Research Project: Immunodiagnostics to Detect Prions and Other Important Animal Pathogens

Location: Produce Safety and Microbiology Research

Title: A general mass spectrometry-based method of quantitating the relative amounts of PrP polymorphisms in CWD PrPSc

item Silva, Christopher - Chris
item Erickson-Beltran, Melissa
item DUQUE VELASQUEZ, CAMILO - University Of Alberta
item AIKEN, JUDD - University Of Alberta
item MCKENZIE, DEBBIE - University Of Alberta

Submitted to: Meeting Abstract
Publication Type: Abstract Only
Publication Acceptance Date: 3/29/2019
Publication Date: 5/18/2019
Citation: Silva, C.J., Erickson-Beltran, M.L., Duque Velasquez, C., Aiken, J.M., Mckenzie, D. 2019. 237: A general mass spectrometry-based method of quantitating the relative amounts of PrP polymorphisms in CWD PrPSc [abstract]. Prion. 13(supplement):131-131.

Interpretive Summary:

Technical Abstract: Background/Introduction: Chronic wasting disease (CWD) was first described in a captive cervid herd in 1967, recognized as a prion disease in 1978, and first detected in wild cervids in 1981. CWD is readily transmitted among animals and from a contaminated environment to uninfected animals. By 2019, 26 states in the United States, three Canadian provinces, South Korea, Norway, and Finland had found CWD in captive and/or wild cervid populations.
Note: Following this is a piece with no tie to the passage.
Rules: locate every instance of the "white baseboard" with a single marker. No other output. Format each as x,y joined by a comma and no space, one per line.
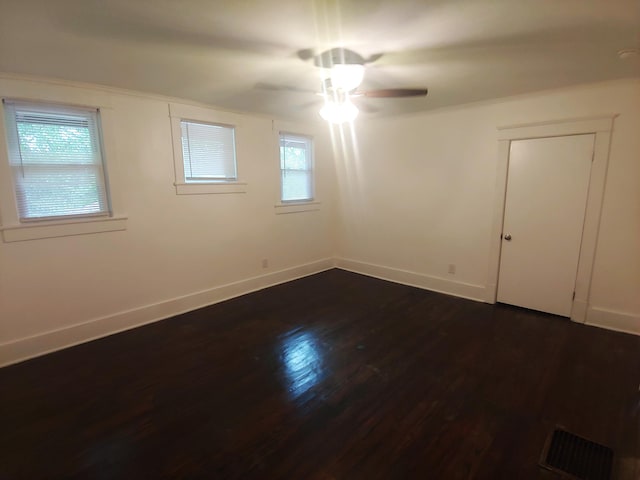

Cervid PrP contains polymorphisms that influence progression of CWD and propagation of CWD strains with different transmission properties.1-3 It is important to develop a method to quantitate the relative amounts of those polymorphisms present in CWD PrPSc, so that their respective influence on CWD prion propagation can be determined. Materials and Methods: Plasmids containing relevant cervid PrP polymorphisms were prepared. The necessary 15N-labeled internal standards were produced by overexpressing the PrP genes in E. coli grown in minimal medium with 15NH4Cl as the sole nitrogen source. Peptides derived from the tryptic or chymotryptic digestion of cervid recombinant PrP and containing the relevant polymorphisms were identified. A multiple reaction monitoring method (MRM) was developed for each of those peptides. Results: Calibration curves relating the signal intensity of the various peptides and their absolute amounts as measure by protein assay were linear and had excellent correlation coefficients. In addition, samples from experimentally infected heterozygous deer (Q95S96/Q95G96 and H95G96 /Q95G96) were analyzed and the relative amounts were determined. The optimal digestion for all tryptic peptides was 20 hours. For chymotrypsin the optimal digestion time was also 20 hours, apart from a single peptide. Conclusions: This approach can be used to quantify the contribution of specific polymorphisms to PrPCWD formation, enhancing our ability to determine the relative susceptibility of various polymorphisms to CWD. It can also be used to detect the distribution of CWD prion strains. References 1) Johnson CJ, et al. PLoS ONE 2011; 6:e17450. 2) Duque Velasquez C, et al., (2015) J Virol 2015; 89:12362-73. 3) Herbst A, et al. Emerg Infect Dis 2017; 23:1598-1600.